What exactly does he mean by this? Clearly neither is a matrix, so I don't quite see how this is true. And how can there be a one-dimensional representation of a group that seems to inherently be in 3D space?

A (linear) representation of a group $G$ on a vector space $V$ is a group homomorphism $\varphi\, : \,G\longrightarrow GL(V)$.

There is no a priori restriction for the dimension of $V$. In the one dimensional case we could e.g. consider the left multiplication with the determinant: $\varphi(g)\, : \,(\lambda \longmapsto \det(g)\cdot \lambda)$. Not very interesting for $g\in G=SO(3)$, admitted, but it fulfills the required conditions.

In case $\dim V=3$ we have the matrix application on vectors as natural representation (= group homomorphism = operation) on $V=\mathbb{R}^3$, namely $\varphi(g)(\vec{v})=g \cdot \vec{v}$.
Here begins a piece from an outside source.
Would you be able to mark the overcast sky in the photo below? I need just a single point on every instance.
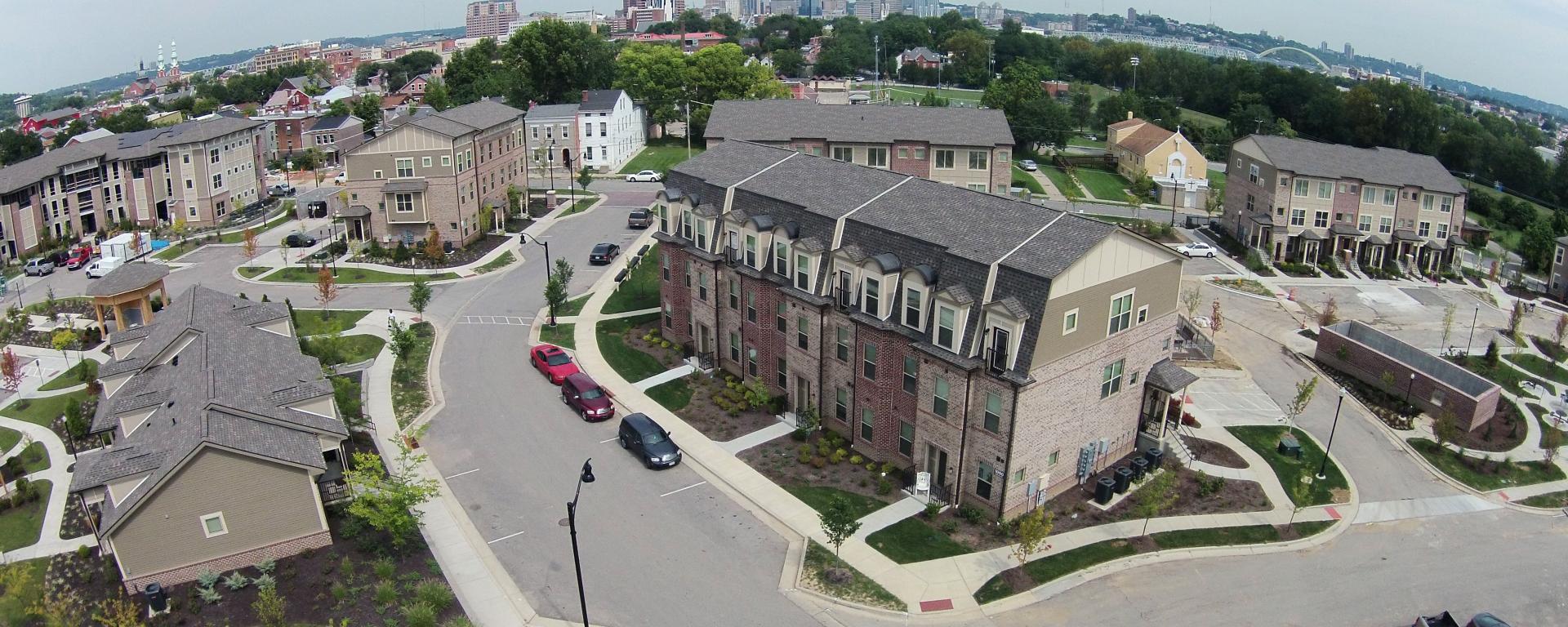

There is always the trivial representation $\varphi(g)=\operatorname{id}_V$ which maps any group element (here orthogonal matrix) on the identity in $GL(V)$. This shows that for any dimension of $V$ there is at least one representation. The one dimensional example above with the determinant is indeed the trivial representation, since all determinants are equal $1$, so $\lambda$ maps onto $\lambda$, regardless which $g\in SO(3)$ we choose.

 

[sophiatev]

Thank you, this makes more sense to me now!

 

[PeroK]

Thank you, this makes more sense to me now!

I'm working my way through that book. In my opinion there is too little in the book to give you a working knowledge of the group theory underpinning the subject. Either you take time out to learn that separately or, what i did, was focus on the specific symmetries inherent in the material. And not worry about the abstract maths behind the scenes.

 

[sophiatev]

I'm working my way through that book. In my opinion there is too little in the book to give you a working knowledge of the group theory underpinning the subject. Either you take time out to learn that separately or, what i did, was focus on the specific symmetries inherent in the material. And not worry about the abstract maths behind the scenes.

Yeah, I've had to take the latter approach as well. Maybe I'll have time in the future to really learn group theory and then revisit the concepts in more depth.